Editors note: Some of our Facebook community members pointed out our original headline was unnecessarily raced. And you know, they were correct. The point here is that many politicians have attacked public workers over the past two years using racist dog whistles, and have succeeded because the jobs are so crucial to workers of color in general. Today, we celebrate them--all of them. Their crucial work amid Hurricane Sandy is a reminder why race-based attacks hurt us all.
The worst of Hurricane Sandy may be over for the residents of New York City, but we're still a long ways from normal. At a press conference on Tuesday morning, Mayor Michael Bloomberg summarized the damage: the death toll is close to a dozen and rising, more than 60,000 residents are without power, and the city's massive subway system has been crippled by flooding.

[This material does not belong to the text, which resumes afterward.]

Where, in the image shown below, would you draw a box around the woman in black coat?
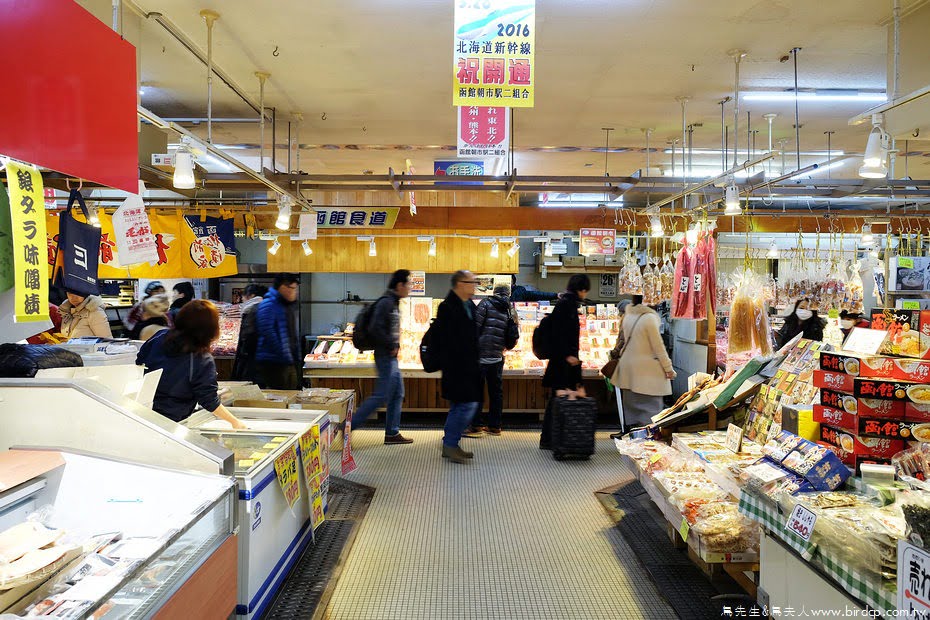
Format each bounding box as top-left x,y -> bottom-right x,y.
539,274 -> 591,450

As workers and city officials try tirelessly to get the Big Apple back up and running, it's worth taking a minute to look at how race keeps the city going. Chances are, if you were stuck inside and had the luxury of ordering a pizza or calling an emergency worker about downed power lines, that worker was likely someone of color. In his presser this morning, Bloomberg noted how dangerous the work is to get the subways back on track. "Subway workers have to walk the thousands of miles of track to inspect the subway tunnels," the mayor said. Here's a quick demographic look at New York City's subway workers:
Three out of five urban transit workers are black or Latino.
A majority are at least 45 years old.
Nearly 80 percent are New York City residents.

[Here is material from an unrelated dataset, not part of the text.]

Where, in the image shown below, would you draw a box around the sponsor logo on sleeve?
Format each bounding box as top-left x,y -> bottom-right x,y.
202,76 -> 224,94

Almost 35 percent live in Brooklyn.
- The work is, almost by definition, is a health hazard.
It's almost a rite of passage to complain about a city's subway system, and no matter what city you're in, transit workers are almost always represented poorly by the media and criticized for issues that are far beyond their control. But it's in times like these when we all start to realize just how important their work is to our lives.